London’s air pollution-fighting flagship scheme Ultra Low Emission Zone (ULEZ), first launched in April 2019. No stranger to controversy, it has been touted as a “money-grabbing scheme” by some, and a means of targeting motorists going about their daily lives by others.
Despite living within the capital, residents can face the £12.50 daily charge by simply driving to their local supermarket. The cause? Their pre-2015 registered diesel or pre-2006 registered petrol car doesn’t meet the strict Euro 4 and Euro 6 emissions standards enforced throughout the city.
Two months after ULEZ’s recent expansion in October 2021 – now covering 18 times the original size up to but not including the North and South Circular roads – vehicle finance company Carvine conducted a survey to find out what Londoner’s really think about the scheme.
When we zoom in on the facts, an estimated £130m was spent to install the additional network of 750 number recognition cameras, in addition to the 650 already in place. All to detect non-compliant vehicles driving through the zone that have failed to pay the levy.
Despite numerous incentives, such as the now defunct Scrappage Scheme and the Plug-in Grant, lower-income households are still struggling to afford the same vehicles that are exempt from the emissions penalty.
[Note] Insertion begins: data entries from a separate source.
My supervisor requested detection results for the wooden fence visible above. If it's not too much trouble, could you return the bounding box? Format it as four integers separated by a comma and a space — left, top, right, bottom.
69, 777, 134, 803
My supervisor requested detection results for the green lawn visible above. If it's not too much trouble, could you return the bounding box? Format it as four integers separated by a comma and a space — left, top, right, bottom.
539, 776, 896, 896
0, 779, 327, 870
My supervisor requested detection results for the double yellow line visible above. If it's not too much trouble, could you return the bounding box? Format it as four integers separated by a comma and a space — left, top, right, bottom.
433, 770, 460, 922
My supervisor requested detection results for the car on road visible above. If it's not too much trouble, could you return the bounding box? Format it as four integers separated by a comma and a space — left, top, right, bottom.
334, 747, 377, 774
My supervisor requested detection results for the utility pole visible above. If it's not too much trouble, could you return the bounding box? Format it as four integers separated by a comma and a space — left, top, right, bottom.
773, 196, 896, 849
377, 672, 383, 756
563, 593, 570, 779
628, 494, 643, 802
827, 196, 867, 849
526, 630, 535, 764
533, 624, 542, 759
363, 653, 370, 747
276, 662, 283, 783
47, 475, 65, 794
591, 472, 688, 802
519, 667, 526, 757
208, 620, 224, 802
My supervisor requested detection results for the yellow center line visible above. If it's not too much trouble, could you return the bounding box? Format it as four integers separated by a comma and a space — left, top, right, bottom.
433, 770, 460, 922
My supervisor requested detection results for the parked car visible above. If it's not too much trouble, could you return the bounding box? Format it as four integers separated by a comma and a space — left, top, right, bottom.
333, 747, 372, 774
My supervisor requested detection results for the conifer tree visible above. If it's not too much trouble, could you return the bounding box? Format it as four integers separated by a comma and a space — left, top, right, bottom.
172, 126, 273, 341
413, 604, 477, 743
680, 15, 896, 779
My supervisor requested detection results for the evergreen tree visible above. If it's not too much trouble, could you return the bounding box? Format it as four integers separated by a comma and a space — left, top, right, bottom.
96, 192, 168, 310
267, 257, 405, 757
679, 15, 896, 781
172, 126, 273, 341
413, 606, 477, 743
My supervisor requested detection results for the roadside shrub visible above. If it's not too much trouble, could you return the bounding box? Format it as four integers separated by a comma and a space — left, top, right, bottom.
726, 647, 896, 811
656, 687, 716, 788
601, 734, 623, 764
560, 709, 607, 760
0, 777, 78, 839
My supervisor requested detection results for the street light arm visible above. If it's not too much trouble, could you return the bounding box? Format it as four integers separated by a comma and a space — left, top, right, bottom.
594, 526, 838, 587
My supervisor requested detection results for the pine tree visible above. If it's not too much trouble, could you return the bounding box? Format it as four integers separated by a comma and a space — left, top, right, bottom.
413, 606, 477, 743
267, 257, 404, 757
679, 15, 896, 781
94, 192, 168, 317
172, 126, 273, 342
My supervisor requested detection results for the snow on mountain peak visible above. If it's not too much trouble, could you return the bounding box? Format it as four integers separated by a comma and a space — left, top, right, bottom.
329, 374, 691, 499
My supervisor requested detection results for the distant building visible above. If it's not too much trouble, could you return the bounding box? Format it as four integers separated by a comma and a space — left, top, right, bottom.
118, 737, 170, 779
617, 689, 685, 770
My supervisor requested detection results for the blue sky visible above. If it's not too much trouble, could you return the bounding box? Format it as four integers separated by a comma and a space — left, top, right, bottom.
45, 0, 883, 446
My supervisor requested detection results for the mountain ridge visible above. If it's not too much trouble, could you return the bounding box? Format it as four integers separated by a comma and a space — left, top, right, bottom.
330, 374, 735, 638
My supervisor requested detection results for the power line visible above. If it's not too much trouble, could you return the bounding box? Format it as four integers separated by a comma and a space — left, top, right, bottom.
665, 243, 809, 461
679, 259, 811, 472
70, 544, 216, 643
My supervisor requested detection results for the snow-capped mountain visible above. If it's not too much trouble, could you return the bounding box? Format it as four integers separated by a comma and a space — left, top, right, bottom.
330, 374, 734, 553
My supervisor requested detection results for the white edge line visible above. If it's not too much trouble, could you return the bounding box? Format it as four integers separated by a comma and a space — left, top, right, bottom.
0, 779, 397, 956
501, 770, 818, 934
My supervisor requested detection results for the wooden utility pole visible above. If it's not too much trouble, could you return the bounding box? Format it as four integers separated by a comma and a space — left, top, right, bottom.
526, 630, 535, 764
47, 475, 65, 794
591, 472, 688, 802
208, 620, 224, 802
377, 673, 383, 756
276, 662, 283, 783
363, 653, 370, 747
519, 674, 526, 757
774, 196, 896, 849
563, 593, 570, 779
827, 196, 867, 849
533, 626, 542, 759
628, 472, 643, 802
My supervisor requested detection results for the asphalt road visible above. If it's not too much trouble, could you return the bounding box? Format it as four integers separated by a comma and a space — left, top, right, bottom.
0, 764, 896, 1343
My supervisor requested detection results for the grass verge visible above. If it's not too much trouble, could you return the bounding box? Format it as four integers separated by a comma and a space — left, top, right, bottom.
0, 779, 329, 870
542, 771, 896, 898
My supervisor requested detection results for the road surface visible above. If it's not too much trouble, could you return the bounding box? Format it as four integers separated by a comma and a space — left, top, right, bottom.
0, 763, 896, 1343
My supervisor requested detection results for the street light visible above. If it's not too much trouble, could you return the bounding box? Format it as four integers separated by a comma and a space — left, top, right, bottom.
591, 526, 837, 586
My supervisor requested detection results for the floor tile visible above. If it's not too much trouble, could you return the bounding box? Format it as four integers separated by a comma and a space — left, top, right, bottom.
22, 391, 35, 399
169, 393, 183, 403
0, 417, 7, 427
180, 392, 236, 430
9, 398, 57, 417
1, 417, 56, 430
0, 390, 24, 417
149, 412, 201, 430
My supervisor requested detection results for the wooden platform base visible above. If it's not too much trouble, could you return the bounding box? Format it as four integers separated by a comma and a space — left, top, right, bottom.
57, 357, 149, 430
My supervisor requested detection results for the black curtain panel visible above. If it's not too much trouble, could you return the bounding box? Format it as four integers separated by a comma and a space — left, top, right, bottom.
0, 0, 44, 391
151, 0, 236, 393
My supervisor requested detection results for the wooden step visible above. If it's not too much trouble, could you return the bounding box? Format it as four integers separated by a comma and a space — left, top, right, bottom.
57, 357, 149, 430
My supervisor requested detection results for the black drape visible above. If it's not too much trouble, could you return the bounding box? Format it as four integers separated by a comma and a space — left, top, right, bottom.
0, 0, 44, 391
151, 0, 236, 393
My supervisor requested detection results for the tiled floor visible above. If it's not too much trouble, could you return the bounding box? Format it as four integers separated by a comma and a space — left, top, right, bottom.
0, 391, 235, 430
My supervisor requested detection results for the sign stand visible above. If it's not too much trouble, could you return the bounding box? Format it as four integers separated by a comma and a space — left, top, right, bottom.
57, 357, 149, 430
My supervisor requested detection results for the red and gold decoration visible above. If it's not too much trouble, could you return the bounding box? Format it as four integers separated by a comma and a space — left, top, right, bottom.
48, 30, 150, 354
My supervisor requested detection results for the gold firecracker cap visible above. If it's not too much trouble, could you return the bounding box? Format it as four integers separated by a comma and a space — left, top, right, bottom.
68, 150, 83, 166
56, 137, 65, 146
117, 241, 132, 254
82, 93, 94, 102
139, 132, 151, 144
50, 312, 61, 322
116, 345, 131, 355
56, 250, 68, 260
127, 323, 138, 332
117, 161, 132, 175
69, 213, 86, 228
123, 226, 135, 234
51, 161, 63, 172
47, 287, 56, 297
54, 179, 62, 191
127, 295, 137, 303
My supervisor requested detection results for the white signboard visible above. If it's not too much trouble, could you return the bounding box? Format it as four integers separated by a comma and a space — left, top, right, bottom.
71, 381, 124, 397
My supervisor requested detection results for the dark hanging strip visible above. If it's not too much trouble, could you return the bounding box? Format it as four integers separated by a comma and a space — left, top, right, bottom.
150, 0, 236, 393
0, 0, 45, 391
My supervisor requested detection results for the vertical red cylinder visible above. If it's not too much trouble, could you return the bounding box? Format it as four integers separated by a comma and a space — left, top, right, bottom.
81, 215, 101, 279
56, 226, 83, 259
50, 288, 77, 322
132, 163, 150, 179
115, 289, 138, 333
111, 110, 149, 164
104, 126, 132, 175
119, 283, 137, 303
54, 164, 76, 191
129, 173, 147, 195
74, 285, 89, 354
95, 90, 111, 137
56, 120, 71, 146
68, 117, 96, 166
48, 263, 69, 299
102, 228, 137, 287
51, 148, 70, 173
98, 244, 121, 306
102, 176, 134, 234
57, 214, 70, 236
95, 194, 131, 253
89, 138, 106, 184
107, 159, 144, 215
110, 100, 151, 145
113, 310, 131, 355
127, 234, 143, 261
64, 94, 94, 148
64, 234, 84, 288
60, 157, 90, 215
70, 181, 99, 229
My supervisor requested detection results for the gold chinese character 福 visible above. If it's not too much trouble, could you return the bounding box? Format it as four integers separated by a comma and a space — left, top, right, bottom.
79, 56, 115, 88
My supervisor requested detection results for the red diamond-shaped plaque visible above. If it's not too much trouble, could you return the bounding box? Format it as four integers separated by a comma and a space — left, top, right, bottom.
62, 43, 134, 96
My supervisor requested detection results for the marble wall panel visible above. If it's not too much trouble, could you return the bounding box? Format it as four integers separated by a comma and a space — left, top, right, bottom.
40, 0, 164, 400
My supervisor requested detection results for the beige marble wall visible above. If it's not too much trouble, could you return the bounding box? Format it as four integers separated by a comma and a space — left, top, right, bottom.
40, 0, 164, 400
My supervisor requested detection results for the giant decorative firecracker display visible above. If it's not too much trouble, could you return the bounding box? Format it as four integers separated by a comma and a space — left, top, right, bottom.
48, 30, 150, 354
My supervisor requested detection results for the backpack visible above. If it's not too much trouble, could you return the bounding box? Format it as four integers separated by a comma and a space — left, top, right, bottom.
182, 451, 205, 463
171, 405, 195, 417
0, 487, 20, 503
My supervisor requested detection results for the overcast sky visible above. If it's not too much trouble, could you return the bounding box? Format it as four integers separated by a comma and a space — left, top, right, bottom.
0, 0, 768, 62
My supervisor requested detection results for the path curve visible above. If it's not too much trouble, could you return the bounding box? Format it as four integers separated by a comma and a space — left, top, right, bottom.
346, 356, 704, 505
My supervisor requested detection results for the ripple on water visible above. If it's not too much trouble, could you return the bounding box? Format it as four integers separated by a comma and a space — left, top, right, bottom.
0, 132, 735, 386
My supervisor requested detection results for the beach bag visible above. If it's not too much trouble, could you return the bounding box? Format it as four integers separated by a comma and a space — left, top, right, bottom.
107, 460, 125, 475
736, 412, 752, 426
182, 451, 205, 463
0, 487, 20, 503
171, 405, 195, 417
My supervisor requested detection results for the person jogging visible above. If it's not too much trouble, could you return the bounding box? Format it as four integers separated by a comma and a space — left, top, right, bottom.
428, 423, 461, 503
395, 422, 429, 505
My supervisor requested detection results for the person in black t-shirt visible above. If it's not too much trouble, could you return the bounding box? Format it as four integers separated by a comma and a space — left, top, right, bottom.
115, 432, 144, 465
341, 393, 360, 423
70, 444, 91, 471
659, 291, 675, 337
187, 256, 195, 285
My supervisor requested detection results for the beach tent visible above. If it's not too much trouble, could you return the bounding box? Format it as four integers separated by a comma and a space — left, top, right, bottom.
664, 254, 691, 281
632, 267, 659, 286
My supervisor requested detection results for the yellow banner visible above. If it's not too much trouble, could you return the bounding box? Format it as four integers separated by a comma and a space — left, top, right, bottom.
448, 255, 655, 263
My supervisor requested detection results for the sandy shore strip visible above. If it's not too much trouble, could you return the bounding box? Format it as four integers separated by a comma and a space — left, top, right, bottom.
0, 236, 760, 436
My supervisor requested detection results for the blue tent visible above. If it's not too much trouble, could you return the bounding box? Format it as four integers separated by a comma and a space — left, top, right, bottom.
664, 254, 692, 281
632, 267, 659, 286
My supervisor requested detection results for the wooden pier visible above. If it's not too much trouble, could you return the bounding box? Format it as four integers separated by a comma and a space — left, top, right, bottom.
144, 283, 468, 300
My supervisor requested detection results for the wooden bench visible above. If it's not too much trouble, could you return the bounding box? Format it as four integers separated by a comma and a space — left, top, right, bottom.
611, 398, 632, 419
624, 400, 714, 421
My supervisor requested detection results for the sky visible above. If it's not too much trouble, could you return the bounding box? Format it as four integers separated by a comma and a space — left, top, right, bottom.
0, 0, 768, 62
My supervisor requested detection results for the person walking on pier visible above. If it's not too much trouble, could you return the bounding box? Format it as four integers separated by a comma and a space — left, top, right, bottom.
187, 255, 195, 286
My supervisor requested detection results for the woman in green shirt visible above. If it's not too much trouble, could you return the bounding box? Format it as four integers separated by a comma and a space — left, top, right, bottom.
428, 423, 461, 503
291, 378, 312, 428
As a result, many poorer drivers are being priced off the road.
Then you have to question where the money made from both the Congestion Charge and ULEZ is being spent.
Within ULEZ’s first year of operation, City Hall raked in an extra £107m. Combining both C-Charge and ULEZ, the Greater London Assembly’s 2019-2020 financial year records a staggering £267m net profit.
According to the Ministry of Housing, Communities & Local Government’s data, this figure was just £160m the year before the scheme launched.
Transport for London (TfL) claim that zero profit is made from either of the schemes. Instead, all the money is reinvested in improving the capital’s transport network, including buses, cycleways and the Tube. But, prior to ULEZ, all of the “improvement funds” came directly from the taxation of fares.
Alex Thomas, a marketing executive for Carvine remarked, “ULEZ is undeniably improving air quality across the capital. But when you think about how TfL is targeting motorists going about their daily lives who don’t typically have the luxury of affording an up-to-date, emission friendly car, you have to start asking questions.”
In London, the average second-hand vehicle costs £9,376. While that may be a drop in the ocean for some, poorer drivers may have to surrender their car for good as a result.